Io dico che è stata quella battaglia ideologica che ha messo una solidissima prima pietra alla edificazione di un futuro di Recessione, l’unica vera infrastruttura sulla quale si sono impegnati tutti assieme.
Ora già il fatto di essere costretti a combattere tra libertà e giustizia (cioé tra due valori forti e irrinunciabili) doveva essere un segnale sufficiente a capire che c’era qualcosa che non andava.
Ma, poi, si poteva anche comprendere l’assurdità di quello che stava accadendo solo facendo considerazioni più terra terra. Contaminando le ideologie.
Supponiamo che l’obiettivo fosse stato quello di rilanciare la produzione e uscire dalla recessione. Che senso aveva ridurre le risorse disponibili ai consumatori? Riducendo le risorse disponibili per il consumo chi avrebbe comprato i nuovi prodotti che la ricerca (fatta dagli uomini che la scuola ha formato) ha immaginato e che infrastrutture avanzate permettono di comunicare e distribuire?
Permettetemi anche di aggiungere una osservazione di carattere etico. Anche quando si immagina una soluzione che sembra funzionare occorrerebbe attivare un Filtro “Etico”.
Infatti, è stato dimostrato da tutta la storia che una soluzione fondata sulla ingiustizia non produce risultati di sviluppo. E vi sembra etica una soluzione che dice più o meno questo: il futuro per le nuove generazioni è costruibile solo sulla disperazione delle attuali?

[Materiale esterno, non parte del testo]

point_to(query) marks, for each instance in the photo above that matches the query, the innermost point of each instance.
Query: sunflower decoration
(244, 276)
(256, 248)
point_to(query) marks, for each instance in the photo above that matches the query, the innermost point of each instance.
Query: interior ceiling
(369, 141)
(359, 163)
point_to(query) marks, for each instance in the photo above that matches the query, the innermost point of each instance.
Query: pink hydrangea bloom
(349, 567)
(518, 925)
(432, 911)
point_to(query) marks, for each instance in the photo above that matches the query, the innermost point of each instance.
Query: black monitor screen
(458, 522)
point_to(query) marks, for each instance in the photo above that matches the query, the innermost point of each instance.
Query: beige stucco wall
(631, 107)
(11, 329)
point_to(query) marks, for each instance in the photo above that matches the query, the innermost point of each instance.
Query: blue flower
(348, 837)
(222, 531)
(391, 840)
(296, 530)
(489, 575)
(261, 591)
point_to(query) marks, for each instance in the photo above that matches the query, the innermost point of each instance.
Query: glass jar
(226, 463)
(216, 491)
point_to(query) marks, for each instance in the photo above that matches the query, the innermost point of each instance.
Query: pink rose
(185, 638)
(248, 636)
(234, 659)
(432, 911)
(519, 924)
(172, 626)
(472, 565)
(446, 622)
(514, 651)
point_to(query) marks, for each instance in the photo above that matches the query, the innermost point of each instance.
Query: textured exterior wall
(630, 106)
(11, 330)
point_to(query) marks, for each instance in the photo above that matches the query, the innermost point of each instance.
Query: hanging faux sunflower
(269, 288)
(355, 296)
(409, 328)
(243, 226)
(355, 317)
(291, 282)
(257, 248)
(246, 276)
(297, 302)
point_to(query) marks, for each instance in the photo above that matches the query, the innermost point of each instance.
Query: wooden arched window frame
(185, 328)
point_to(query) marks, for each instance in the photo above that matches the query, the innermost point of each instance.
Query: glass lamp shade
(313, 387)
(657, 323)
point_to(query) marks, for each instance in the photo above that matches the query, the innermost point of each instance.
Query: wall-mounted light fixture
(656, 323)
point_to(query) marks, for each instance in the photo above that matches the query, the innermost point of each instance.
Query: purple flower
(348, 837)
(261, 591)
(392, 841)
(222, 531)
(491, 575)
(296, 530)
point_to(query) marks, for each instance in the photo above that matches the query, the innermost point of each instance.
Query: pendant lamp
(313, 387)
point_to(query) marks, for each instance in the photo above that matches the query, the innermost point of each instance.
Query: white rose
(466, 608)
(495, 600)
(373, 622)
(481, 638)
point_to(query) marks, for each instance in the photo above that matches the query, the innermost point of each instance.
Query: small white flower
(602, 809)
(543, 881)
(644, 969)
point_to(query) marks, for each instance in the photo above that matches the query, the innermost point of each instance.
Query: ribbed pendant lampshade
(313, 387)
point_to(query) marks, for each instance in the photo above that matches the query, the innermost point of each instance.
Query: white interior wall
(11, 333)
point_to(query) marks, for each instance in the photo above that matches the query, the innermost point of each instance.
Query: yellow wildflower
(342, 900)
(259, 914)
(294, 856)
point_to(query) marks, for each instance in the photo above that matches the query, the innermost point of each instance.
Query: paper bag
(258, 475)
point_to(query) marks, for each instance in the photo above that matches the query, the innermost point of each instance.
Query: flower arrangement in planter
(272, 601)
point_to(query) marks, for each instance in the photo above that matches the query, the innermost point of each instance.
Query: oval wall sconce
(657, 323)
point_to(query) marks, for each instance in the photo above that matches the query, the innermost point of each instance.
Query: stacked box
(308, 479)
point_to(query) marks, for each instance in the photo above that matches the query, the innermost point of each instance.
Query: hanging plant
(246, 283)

Le osservazioni etiche sono in realtà intuizioni profonde; è evidente che i costi per la conoscenza e i conoscenti devono essere considerati un investimento.

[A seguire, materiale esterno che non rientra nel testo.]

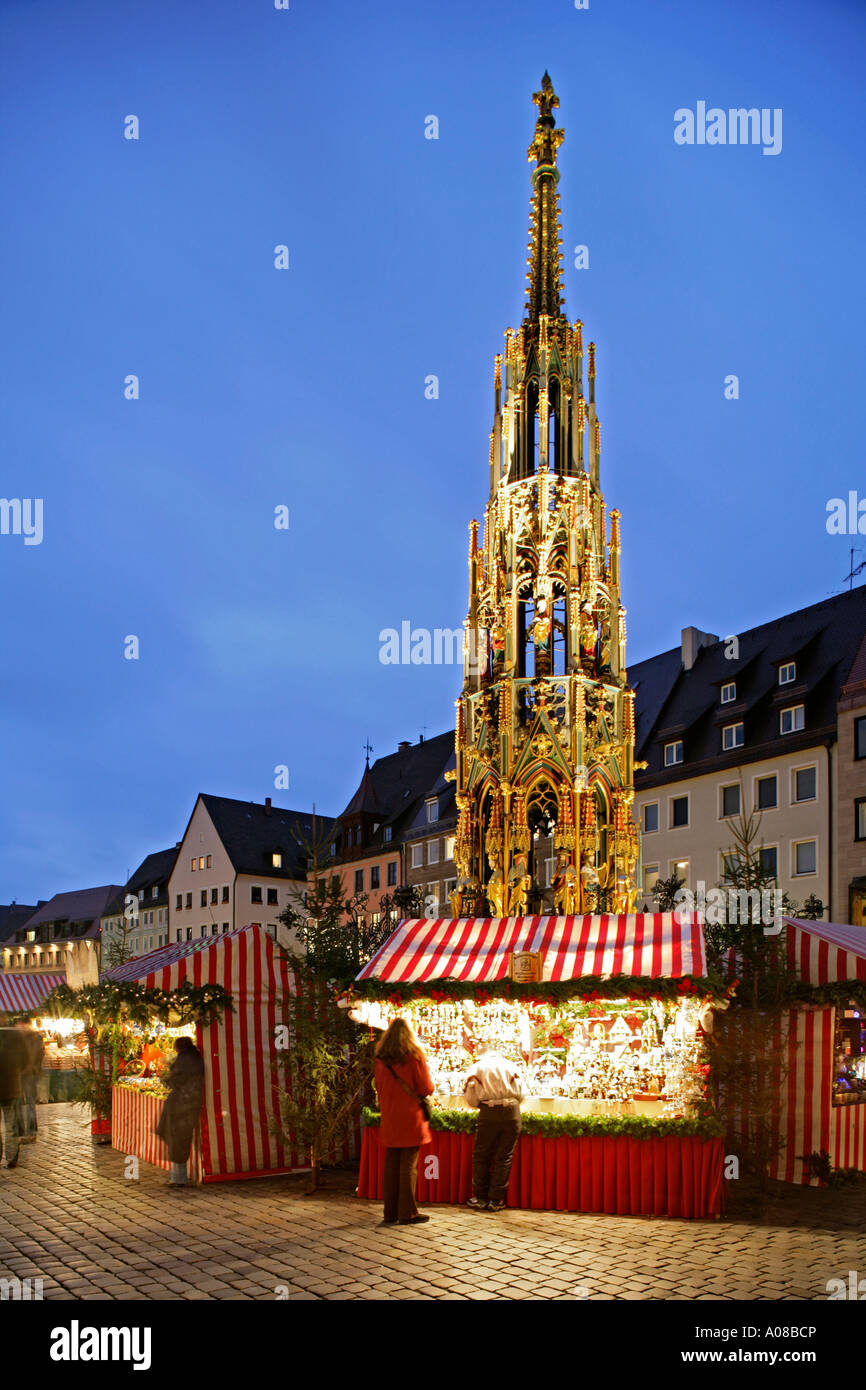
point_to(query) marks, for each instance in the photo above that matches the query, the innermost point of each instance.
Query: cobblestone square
(72, 1219)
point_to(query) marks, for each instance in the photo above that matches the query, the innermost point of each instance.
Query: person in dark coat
(401, 1080)
(182, 1108)
(29, 1082)
(13, 1061)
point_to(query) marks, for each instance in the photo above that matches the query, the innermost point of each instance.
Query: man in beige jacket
(494, 1086)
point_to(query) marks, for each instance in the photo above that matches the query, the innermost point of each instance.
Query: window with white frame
(768, 856)
(679, 812)
(805, 784)
(805, 856)
(766, 792)
(673, 754)
(791, 719)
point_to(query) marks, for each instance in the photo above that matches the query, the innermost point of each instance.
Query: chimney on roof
(692, 640)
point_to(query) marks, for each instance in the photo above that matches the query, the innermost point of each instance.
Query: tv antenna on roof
(852, 571)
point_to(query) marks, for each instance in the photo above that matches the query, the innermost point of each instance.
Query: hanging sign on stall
(526, 966)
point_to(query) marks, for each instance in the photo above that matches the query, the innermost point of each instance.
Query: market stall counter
(609, 1039)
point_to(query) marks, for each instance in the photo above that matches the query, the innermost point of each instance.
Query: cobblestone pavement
(71, 1218)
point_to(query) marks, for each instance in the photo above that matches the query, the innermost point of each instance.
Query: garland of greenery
(577, 1126)
(114, 1000)
(588, 987)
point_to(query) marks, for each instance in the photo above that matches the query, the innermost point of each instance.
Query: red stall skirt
(620, 1176)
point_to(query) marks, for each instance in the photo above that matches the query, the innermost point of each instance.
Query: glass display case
(850, 1058)
(619, 1057)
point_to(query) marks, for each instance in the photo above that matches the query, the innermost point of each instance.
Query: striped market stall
(602, 1014)
(21, 991)
(823, 1094)
(242, 1066)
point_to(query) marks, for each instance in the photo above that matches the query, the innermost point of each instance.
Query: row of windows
(433, 852)
(802, 862)
(374, 877)
(206, 862)
(804, 787)
(733, 736)
(186, 933)
(214, 897)
(787, 674)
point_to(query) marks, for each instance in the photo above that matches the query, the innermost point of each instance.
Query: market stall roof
(156, 961)
(27, 991)
(648, 944)
(826, 951)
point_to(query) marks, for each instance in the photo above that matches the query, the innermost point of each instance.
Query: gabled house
(398, 799)
(142, 923)
(765, 722)
(241, 863)
(66, 920)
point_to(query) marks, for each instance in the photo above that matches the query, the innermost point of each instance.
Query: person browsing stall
(495, 1090)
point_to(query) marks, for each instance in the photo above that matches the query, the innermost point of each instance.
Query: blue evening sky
(306, 387)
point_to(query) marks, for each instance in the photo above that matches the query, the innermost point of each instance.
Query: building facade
(66, 920)
(756, 726)
(394, 799)
(241, 863)
(545, 719)
(139, 919)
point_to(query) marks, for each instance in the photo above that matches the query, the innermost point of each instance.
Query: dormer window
(793, 719)
(673, 754)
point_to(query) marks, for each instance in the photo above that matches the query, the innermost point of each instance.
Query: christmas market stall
(66, 1052)
(605, 1016)
(822, 1041)
(225, 993)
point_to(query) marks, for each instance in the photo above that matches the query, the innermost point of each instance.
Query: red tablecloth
(624, 1176)
(134, 1119)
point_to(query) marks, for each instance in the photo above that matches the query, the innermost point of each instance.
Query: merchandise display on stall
(576, 1058)
(609, 1039)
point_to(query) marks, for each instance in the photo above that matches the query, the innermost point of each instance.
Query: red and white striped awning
(651, 944)
(826, 951)
(27, 991)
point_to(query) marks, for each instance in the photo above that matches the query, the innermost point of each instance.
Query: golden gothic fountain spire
(545, 274)
(545, 719)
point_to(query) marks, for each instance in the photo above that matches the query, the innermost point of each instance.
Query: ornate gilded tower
(545, 720)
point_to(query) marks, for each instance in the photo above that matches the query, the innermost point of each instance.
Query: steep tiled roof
(154, 869)
(252, 833)
(399, 783)
(677, 704)
(84, 905)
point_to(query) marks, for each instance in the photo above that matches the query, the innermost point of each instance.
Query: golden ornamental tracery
(545, 719)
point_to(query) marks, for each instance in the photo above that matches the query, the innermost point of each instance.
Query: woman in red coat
(401, 1080)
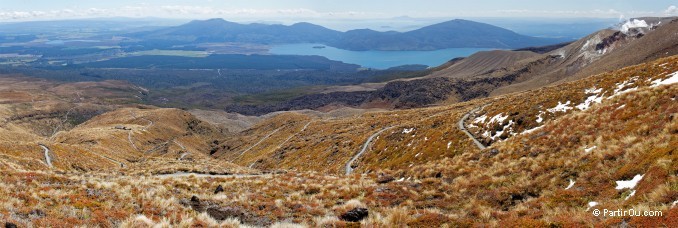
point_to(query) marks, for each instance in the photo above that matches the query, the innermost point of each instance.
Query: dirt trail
(463, 128)
(200, 175)
(349, 169)
(48, 159)
(259, 142)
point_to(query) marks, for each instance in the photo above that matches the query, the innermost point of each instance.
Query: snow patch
(592, 204)
(593, 90)
(539, 118)
(480, 119)
(630, 183)
(498, 118)
(673, 78)
(499, 133)
(589, 101)
(560, 107)
(623, 87)
(631, 24)
(570, 185)
(629, 196)
(407, 131)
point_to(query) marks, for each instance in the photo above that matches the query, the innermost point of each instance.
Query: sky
(31, 10)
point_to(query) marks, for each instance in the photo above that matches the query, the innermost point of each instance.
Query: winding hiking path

Vista da qui la risposta è ” perché di un investimento non sapevamo valutarne i ritorni in Conoscenza…”.
Ecco abbiamo introdotto la parola chiave: “conoscenza”.
E’ questa parola che ci può permettere di costruire un futuro di sviluppo.
Essa ci permette di buttare a mare il principio che sostiene le due Scuole di Pensiero (sbagliato) colpevoli di aver scatenato il conflitto ideologico che ha impoverito il futuro.
Quello che dice che le risorse sono finite e costanti, e che, poi, continua dicendo che se queste risorse le si dà a qualcuno non si può più darle a qualcun altro.
Ecco questo principio vale per il ferro. Non vale ad esempio per il software. Perché se qualcuno lo possiede e lo dà ad un altro, non per questo se ne priva. Anzi può ragionevolmente sperare che dall’uso di un altro ne nascano miglioramenti.
Vale ancora meno per la conoscenza. Essa è generata soprattutto dallo scambiarla! Voglio dire che se qualcuno ha un’idea e la “cede” deve raccontarla. E, nel raccontarla, la trasforma e l’arricchisce. Almeno perché utilizza un linguaggio ed ha in mente un interlocutore!
Allora proviamo a immaginare un’economia fondata sulla conoscenza…
E’ completamente diversa… Non voglio descriverla teoricamente, da noi nel 2123 le cose si descrivono applicativamente.
Come risolvere la vostra crisi strutturale? Semplicemente battendo la Moneta della Conoscenza (Knowledge Coin)! Ed usandola, liberamente ed abbondantemente.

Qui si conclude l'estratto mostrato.